The new information: This experiment aimed to elucidate changes in cannabinoid receptor expression of gliomas. It was conducted by introducing antibodies raised against the receptors to human glial tumors and measuring the rate and levels at which the antibodies bound both cannabinoid receptor 1 and 2 (CB1 and CB2). It was found that in glioblastoma multiforme (the typical glioma), levels of CB1 were decreased by 43% and levels of CB2 were increased by 765% compared to a sample of normal, healthy brain tissue.

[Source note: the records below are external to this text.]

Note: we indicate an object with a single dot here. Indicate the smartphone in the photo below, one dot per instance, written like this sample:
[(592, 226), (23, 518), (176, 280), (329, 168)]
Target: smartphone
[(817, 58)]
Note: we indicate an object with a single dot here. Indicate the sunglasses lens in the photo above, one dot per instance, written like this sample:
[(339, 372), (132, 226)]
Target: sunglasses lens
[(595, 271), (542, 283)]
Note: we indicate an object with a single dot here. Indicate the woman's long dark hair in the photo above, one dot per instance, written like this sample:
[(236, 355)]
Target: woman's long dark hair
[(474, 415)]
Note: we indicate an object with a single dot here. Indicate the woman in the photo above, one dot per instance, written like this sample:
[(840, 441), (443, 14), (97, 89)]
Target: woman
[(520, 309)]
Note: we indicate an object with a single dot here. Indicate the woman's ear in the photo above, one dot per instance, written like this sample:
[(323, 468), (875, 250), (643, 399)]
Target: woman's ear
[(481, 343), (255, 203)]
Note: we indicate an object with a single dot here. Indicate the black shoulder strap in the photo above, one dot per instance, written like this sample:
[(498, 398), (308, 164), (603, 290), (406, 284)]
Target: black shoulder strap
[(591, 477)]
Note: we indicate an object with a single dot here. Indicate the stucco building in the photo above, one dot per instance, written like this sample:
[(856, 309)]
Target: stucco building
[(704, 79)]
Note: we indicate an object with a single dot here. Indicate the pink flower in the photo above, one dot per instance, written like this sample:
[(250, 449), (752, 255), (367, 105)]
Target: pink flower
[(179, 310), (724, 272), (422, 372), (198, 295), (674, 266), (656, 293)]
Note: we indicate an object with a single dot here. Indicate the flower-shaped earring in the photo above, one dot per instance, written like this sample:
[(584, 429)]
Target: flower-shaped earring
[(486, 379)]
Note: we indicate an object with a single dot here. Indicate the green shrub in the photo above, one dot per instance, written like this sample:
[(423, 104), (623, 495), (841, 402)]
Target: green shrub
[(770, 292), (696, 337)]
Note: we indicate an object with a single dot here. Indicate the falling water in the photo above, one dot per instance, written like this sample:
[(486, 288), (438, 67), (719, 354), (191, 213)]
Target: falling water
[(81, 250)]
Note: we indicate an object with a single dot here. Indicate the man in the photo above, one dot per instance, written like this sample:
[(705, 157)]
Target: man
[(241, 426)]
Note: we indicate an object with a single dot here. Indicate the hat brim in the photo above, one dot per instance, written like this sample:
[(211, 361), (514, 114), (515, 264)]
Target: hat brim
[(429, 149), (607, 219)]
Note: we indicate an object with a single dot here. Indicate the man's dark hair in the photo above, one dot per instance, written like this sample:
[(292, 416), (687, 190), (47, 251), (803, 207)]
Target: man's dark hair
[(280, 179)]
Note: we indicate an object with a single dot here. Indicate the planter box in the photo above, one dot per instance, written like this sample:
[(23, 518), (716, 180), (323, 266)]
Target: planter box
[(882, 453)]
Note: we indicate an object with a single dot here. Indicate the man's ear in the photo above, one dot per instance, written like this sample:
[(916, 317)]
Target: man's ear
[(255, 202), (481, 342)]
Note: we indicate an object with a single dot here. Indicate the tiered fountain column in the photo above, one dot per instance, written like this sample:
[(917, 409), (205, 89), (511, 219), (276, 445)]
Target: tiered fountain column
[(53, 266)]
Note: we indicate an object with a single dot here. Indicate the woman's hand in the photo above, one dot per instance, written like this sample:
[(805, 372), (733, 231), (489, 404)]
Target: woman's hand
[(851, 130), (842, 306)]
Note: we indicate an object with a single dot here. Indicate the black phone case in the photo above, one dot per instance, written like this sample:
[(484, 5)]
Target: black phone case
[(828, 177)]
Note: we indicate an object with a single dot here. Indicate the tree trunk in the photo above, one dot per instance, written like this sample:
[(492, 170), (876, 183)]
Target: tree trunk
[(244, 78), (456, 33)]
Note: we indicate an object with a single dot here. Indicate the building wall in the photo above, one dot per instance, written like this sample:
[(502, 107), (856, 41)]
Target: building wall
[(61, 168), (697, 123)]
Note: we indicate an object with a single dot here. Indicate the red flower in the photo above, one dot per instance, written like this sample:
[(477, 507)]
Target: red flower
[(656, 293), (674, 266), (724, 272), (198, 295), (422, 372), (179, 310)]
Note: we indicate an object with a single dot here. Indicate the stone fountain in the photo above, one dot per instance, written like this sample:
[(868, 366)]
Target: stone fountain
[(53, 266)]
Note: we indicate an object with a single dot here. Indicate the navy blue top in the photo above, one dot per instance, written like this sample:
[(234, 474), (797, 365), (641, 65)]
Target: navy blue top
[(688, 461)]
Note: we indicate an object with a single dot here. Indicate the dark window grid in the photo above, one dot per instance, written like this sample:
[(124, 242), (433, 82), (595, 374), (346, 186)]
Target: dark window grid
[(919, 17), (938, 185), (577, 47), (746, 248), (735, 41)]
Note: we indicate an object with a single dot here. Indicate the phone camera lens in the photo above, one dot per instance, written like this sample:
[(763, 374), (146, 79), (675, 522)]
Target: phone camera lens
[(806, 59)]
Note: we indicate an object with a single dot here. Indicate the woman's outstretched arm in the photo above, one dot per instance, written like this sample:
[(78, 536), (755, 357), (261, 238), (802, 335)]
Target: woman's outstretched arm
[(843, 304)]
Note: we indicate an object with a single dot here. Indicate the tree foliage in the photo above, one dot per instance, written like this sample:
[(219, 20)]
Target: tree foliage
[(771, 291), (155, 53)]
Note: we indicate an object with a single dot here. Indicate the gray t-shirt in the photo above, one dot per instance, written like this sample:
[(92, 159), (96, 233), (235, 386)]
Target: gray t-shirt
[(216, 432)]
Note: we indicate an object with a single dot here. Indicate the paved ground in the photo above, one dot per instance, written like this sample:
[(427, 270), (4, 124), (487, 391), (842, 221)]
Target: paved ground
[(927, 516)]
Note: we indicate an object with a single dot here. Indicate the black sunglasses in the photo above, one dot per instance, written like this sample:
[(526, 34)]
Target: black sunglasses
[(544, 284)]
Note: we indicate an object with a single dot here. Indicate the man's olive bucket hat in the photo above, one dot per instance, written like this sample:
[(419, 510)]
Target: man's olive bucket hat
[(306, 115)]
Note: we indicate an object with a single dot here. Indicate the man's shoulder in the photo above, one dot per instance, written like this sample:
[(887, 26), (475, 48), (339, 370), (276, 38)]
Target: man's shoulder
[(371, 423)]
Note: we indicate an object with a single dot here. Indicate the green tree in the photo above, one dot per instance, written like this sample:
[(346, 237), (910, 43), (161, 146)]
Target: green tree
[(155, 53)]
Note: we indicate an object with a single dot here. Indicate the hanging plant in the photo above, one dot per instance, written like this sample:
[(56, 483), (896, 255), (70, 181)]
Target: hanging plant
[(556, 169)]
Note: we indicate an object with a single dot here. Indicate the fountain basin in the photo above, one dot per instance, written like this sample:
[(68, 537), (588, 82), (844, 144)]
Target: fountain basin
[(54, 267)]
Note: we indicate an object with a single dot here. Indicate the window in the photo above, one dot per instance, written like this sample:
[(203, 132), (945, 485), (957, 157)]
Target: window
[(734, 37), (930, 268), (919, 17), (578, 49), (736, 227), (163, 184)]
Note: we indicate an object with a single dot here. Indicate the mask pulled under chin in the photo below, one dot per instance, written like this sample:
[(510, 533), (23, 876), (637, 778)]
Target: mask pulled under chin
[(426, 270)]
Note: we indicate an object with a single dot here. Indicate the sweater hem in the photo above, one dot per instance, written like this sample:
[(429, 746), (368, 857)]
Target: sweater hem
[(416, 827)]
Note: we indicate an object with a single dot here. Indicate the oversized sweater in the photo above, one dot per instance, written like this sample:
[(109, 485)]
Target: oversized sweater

What this means: By altering levels of cannabinoid receptors, the brain cancer cells now differentiate themselves in terms of their response to cannabinoids. It has been widely documented that cannabinoids may induce cell apoptosis via CB2 receptors, and thus this astounding increase in CB2 receptor expression by gliomas make them far more susceptible to programmed cell death than other brain cells. Thus, levels of cannabinoids that would be safe for normal brain tissue would cause death in brain cancer cells. Therefore, cannabis may have potential therapeutic effects for those diagnosed with brain cancer, and more specifically, glioblastoma multiforme (GBM).
De Jesús, M.L., et al. “Opposite changes in cannabinoid CB1 and CB2 receptor expression in human gliomas.” Neurochemistry International. 56.6-7(2010): 829-33.